Will Z-scores help me compare my variables? I have two variables:
1) Percentage of population of different geographic regions which has bought a certain category of product (say hair sprays) in the last MONTH
2) Percentage of population which has bought a specific brand of hair spray in the last YEAR.
I am trying to in which region the brand is doing better compared to the general use of hair spray, and in which it is doing worse. 
Since the first variable is for a month and the second for a whole year, i can't just compare them like that. So I thought i'll transform them into z-scores, and take the difference between the two. Question: Is that a valid approach?
(Side question: the distribution of the second variable has quite a strong positive skew, while the first is fairly normal. Is that a problem?)
Thanks in advance for any advice!
EDITS in response to questions:


*

*For variable 2 I only have data for that one particular brand, so I
can't aggregate across brands. While variable 1 is only for the whole product category encompassing all brands - can't dissaggregate that either.

*Sample size is over 100 geographical regions

*I am attaching a scatter plot of the two variables. One of
which shows variable 2 on a log scale. 

*Just to clarify, I am not so much interested in the overall relationship between the two
variables, but more in arriving at a metric that will tell me for any
specific entity (region) how well it is doing on variable 2
(sales of specific brand) compared to variable 1 (sales of general
product category). Now, of course, I can see that maybe the
regression/scatterplot approaches suggested might be an intermediate
step to achieve that goal. But how do I progress after that?


Thanks so much for the suggestions so far though! 

 A: OK, from your comments, it seems you have data on one brand across several regions, both for one month and for one year. 
Comparing your brand in one region for one month vs. one year is probably not useful; you would have N = 1 and no way to estimate variability. You could multiply month by 12, but if there was a difference between month and year you'd still not really know much - is it a property of the month? 
More likely, you want to look across regions.

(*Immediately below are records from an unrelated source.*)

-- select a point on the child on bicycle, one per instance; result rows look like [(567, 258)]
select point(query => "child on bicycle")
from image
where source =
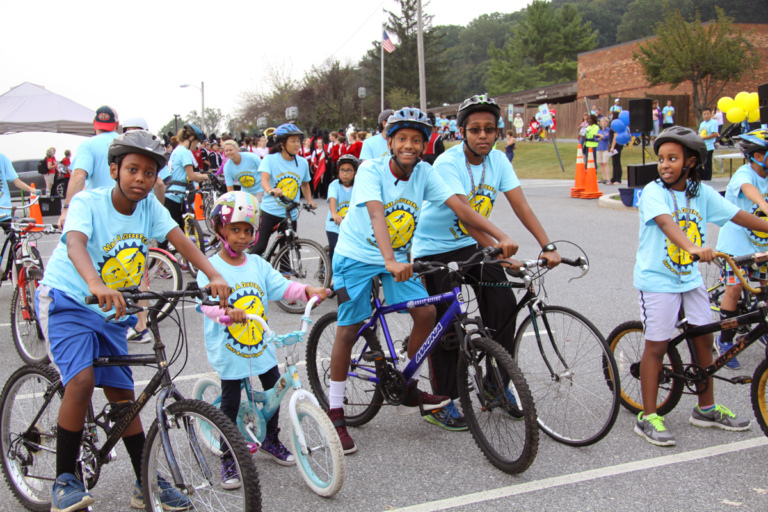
[(674, 212), (339, 194), (374, 241), (103, 248), (238, 351), (748, 189)]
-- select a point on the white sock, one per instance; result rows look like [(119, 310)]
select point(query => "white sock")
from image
[(336, 394)]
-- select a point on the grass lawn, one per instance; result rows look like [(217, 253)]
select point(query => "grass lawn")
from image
[(539, 160)]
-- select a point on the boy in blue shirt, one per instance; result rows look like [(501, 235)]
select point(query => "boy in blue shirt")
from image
[(748, 189), (374, 240), (103, 248)]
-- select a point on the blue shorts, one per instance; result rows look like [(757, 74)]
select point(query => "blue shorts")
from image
[(76, 336), (352, 281)]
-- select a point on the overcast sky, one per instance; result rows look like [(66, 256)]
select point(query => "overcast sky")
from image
[(134, 55)]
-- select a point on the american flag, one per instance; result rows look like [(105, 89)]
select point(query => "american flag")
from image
[(387, 43)]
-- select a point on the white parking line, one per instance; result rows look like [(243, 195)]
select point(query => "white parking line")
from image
[(584, 476)]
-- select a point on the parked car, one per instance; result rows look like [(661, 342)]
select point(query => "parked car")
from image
[(27, 171)]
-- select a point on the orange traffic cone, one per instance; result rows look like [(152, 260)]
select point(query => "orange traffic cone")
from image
[(34, 210), (590, 185), (578, 186)]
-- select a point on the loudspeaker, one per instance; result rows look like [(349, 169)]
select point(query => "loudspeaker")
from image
[(641, 115), (641, 175)]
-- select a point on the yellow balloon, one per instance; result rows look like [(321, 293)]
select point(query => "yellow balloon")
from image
[(735, 115), (725, 104), (740, 100), (753, 102)]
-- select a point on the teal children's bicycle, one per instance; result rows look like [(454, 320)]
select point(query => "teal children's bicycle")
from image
[(314, 441)]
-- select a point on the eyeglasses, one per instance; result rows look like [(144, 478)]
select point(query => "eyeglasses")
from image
[(475, 130)]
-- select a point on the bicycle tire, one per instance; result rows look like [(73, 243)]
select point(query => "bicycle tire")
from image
[(759, 395), (507, 435), (162, 274), (28, 337), (627, 342), (208, 495), (300, 255), (22, 399), (322, 467), (363, 398), (571, 373)]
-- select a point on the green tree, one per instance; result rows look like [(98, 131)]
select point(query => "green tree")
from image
[(708, 56)]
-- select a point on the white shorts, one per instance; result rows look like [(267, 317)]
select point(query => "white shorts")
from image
[(659, 311)]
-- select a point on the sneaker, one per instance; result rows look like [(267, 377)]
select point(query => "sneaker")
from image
[(719, 417), (229, 477), (275, 449), (337, 418), (653, 430), (170, 497), (68, 494), (411, 403), (133, 336), (723, 347), (448, 418)]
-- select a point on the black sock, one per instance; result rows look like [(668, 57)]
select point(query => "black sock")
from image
[(67, 450), (727, 335), (134, 445)]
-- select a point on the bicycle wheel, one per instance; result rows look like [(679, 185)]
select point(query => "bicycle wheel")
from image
[(27, 336), (572, 375), (498, 406), (322, 463), (363, 397), (200, 469), (29, 451), (307, 262), (627, 343), (163, 274)]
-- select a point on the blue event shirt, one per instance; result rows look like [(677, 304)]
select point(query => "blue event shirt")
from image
[(440, 230), (374, 147), (342, 195), (91, 157), (734, 239), (285, 175), (402, 208), (661, 265), (7, 175), (180, 159), (238, 351), (246, 174), (117, 243)]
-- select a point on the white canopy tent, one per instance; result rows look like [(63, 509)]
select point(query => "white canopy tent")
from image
[(31, 108)]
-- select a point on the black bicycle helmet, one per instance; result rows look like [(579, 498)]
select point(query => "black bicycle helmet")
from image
[(477, 103), (141, 142), (685, 137), (409, 118), (348, 159)]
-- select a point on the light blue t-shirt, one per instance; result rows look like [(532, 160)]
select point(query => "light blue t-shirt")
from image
[(92, 157), (440, 230), (374, 147), (238, 351), (180, 159), (734, 239), (711, 127), (662, 266), (117, 243), (246, 174), (7, 175), (402, 208), (342, 195), (285, 175)]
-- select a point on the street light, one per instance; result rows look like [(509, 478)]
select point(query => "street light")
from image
[(202, 96)]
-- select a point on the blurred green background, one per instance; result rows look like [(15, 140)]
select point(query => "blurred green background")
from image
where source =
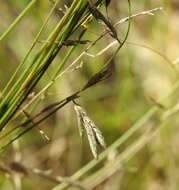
[(143, 75)]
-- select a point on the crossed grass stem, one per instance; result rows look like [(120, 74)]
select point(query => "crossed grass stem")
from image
[(12, 101)]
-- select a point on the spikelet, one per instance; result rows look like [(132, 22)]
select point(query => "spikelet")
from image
[(94, 135)]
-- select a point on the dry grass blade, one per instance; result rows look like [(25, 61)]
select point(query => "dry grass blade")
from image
[(94, 135)]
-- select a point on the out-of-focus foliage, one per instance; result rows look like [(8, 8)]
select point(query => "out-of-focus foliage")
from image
[(145, 70)]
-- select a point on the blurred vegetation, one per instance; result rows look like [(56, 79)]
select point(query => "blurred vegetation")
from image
[(145, 72)]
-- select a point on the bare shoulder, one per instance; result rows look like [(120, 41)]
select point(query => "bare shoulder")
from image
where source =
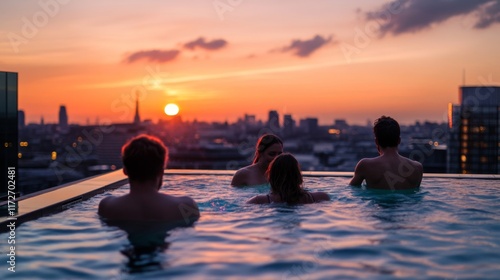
[(240, 178), (186, 206), (320, 196)]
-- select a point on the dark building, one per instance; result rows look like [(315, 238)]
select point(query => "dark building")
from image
[(63, 119), (288, 125), (21, 119), (474, 144), (137, 119), (309, 125), (273, 121), (8, 133)]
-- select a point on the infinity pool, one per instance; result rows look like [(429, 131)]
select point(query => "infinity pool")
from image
[(448, 229)]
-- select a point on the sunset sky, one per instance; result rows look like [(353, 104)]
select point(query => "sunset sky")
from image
[(218, 60)]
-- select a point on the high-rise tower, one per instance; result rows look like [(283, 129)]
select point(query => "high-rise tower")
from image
[(474, 145), (63, 118), (8, 135), (137, 119)]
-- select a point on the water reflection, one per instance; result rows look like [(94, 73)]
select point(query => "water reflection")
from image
[(392, 210), (147, 244)]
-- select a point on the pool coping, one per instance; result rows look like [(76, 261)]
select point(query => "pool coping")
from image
[(57, 199)]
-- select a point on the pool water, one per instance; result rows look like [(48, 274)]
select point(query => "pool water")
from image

This could answer a question such as "does our brand do better in region X vs. region Y?" For this, I'd look at two separate regressions, each with "use" as the dependent variable (either for month or for year) and with "region" as the independent variable.
This assumes that your data across regions is in comparable metrics (that is, not total number of people). 
EDIT IN RESPONSE TO COMMENTS:
Given what you've said, I think the best thing is to not transform the data. First, form a ratio for each region: Your brand sales/total sales (you can multiply your brand by 12 if you want to, but it isn't critical). Then use that ratio as the dependent variable in a regression with region as the independent variable
A: I thought I'll report back after I have done some more research on this. The conclusion I draw from this that that two approaches could be taken.
1) Using Z-scores, as initially proposed. When intorduing Z-scores many statistics textbooks give the example of comparing grades in two school subjects,  e.g I got  70 points on a math exam and 85 points in history, but math was the more difficult test. So how do i know which subject i am better in? One converts the socres into Z-scores and then i can compare them. A scholar.google search shows that a number of scientific papers have used this approach for similar problems in all sorts of situations. It appears to me close enough of an example to the problem at hand here too.
2) Using regression. Run a regression of variable 2 on variable 1. The regression line (fitted values) tell me where the sales of the specific product in a region should be given the general sales of the whole product category there, based on the overal relation ship. The difference between that and the actual datapoint (residual) tells me how well the region is doing.